Leo XIV does not face the problem wondering whether machines can really think nor does it fall into the distinction between intelligence, consciousness and computation. Is this a structural limit?? More than a limit, It seems to be about choosing a different path, outlined from the first pages: read technological transformation as a question that concerns above all the vocation of man, to their way of inhabiting the world and ordering their own action. From this perspective, The center of the encyclical does not seem to be Artificial Intelligence as an autonomous object of analysis, but the human subject that develops and uses it. This orientation emerges with particular clarity in chapter VI (cf. NN. 95-99), where the Augusto Author remembers the risk of technical efficiency being assumed as the predominant criterion for the organization of human work and insists that progress is inseparable from the formation of consciousness, of personal responsibility and man's ability to direct means towards authentically human ends. From this derives the document's insistence not so much on the limit of the machine, how much about the quality of the subject who uses it. This choice also appears in the symbolic structure of the text. The encyclical effectively opens its reasoning through two biblical images that the Holy Father uses as a key to reading the entire document. (cf. chapter I, NN. 8–12).

The first is the story of Babel (cf. GN 11,1-9): men decide to build a city and a tower "whose top reaches to the sky" to assert their self-sufficiency and "make a name for themselves"; the result is not greater unity, but the confusion of languages ​​and the dispersion. The second image is the reconstruction of Jerusalem guided by Nehemiah (cf. Born 2-6): a destroyed city is rebuilt not to exalt someone's power, but through an ordered work, shared and aimed at allowing a people to return to inhabit and live. Through these two images the document does not contrast technical and non-technical, but two opposite ways of building: in the first case, the work tends to replace the good of man; in the second, remains subordinated to the good of the human community.

However, a question remains open that will inevitably accompany the reading of the entire text: If the custody of the person and the call to responsibility are enough to confront a phenomenon that does not only refer to the use of new instruments, but to the progressive transfer to technical devices of acts that belong to knowledge, the judgment and deliberation of the person.

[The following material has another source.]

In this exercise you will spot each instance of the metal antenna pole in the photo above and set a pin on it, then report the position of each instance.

I. CONTINUITY AND DISCONTINUITY: THE PROBLEM IS NOT THE TECHNIQUE, BUT THE POINT FROM WHICH IT IS LOOKED AT

One of the first questions that the reader inevitably asks himself when faced with this encyclical is whether we find ourselves in continuity with the great teaching of the 20th century or before a document that, even situated within the same ecclesial channel, belongs to a different level of theological construction, cultural and qualitative. The answer cannot be univocal: under the profile of the fundamental contents, The text is clearly situated in continuity with the Social Doctrine of the Church. However, This does not imply affirming that we are faced with a document of the same speculative thickness., of the same capacity for elaboration or the same qualitative level that characterized some of the great encyclicals of the last century. Recognizing this difference does not mean formulating a negative judgment about the teaching of Leo XIV — each era develops languages., own sensitivities and priorities - but to recognize that not all magisterial documents are constructed with the same degree of speculative elaboration nor do they have the same capacity to generate theological categories intended to have a stable impact on the cultural and historical level..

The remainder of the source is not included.